By matching at least three glowing purples swords, you power up your pirate. Survive and repeat until your pirate’s strength is higher than the enemy’s (all viewable), and you’ll win the fight. But every time you do, you lose some attack power, which makes contending with multiple enemies trickier.
This is where strategy comes in. Matching doesn’t matter so much apart from the swords. Gold is nice, and so are bonus items, but swords are what will win battles. Every time you make a match, though, you run the risk of shifting your and the enemy together. Once you’re side by side, you have to fight unless you have a power-up or ability that can let you escape or increase your chances of winning. The leap skill, for instance, lets you hop a few spaces away, and the blunderbuss gun cripples enemy health by a few points when you shoot them. Most of these have cooldowns, however.
It’s because of this that triggering chains — a desirable occurrence in virtually every other match-three game — can spell your doom. They’re unpredictable and can move you somewhere you’re not ready to go.
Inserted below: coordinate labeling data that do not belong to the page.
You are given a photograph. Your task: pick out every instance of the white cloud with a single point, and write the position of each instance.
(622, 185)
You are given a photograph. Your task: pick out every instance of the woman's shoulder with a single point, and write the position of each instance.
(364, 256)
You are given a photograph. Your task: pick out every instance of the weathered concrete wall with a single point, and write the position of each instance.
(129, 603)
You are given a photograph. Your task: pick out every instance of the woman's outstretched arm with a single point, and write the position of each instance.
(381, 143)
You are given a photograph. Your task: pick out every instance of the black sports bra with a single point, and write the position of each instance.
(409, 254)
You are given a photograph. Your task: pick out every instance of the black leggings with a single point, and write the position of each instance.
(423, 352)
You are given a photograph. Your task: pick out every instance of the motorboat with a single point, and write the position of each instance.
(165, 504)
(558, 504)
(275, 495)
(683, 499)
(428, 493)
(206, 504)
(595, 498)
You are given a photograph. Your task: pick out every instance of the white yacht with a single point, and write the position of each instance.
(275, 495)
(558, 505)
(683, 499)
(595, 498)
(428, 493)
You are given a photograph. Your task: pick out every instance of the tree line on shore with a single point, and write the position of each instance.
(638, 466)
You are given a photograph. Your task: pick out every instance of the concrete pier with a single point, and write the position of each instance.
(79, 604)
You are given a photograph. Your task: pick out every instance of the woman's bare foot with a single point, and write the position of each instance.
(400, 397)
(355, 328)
Figuring out how to move deliberately in certain directions takes some time, but the mechanics soon become second nature.
You collect everything you match though most of it is junk, which you can sell for gold. And swapping spaces with loot (which doesn’t count as a typical move) spins a roulette where you can win bonus goodies. Your main goal, however, is to acquire the 16 verses of the Ultimate Sea Shanty from around the world.
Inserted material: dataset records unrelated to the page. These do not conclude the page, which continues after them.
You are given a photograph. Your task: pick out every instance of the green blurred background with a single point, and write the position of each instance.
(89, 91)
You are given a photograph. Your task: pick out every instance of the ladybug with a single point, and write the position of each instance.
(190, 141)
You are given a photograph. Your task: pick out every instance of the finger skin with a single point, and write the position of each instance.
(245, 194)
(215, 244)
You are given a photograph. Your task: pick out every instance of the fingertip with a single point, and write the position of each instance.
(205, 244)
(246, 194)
The experience you gain from battles increases your stats as you please, and even the clothing you acquire can bestow stat boosts, just like in a traditional role-playing game. Building materials combine to complete schematics and engineer new types of ships, which carry their own advantages (like reducing skill cooldowns by 10 percent).
Scurvy Scallywags is worth its price many times over and then some, but what players might not like is the permadeath. Once you lose three hearts (and you’ll know exactly which fights you’re going to fail), it’s game over unless you pay a sum of gold to resurrect. You can also purchase a heart in the shop, but it’s extremely expensive. Thankfully, a number of power-ups can save your hide, including the modestly priced swap charge, which lets you flee one space away — a temporary retreat at best.
The only in-app purchase in the game might be what helps you avoid death completely: the gold-doubler for 99 cents. Considering you’d only be paying $2 altogether, I’d say it’s a smart investment.
These games were reviewed on an iPad Mini.
Bloom Box is a fun little game from Nexx Studio where you arrange boxes so that they set off chains. Each colored box displays a different shadow pattern on the field. These highlighted squares are its “range,” so to speak. While you can move most boxes so that one falls into the reach of another, which triggers it, you can’t alter where the stars are. You’ll need to find a way to align the boxes so that you’ll activate every box and every star for a perfect performance.
It’s like tipping dominos if the dominos could fall on spaces not touching them and make colorful flowers blossom which every successful connection.
Square Enix has spruced up Final Fantasy Tactics iOS with higher-resolution visuals and iCloud support. It also cut the price in half for a short time.
Deus Ex: The Fall hits iOS this summer.
Final Fantasy 4 (the DS remake) is now available on Android. For a steep price, of course.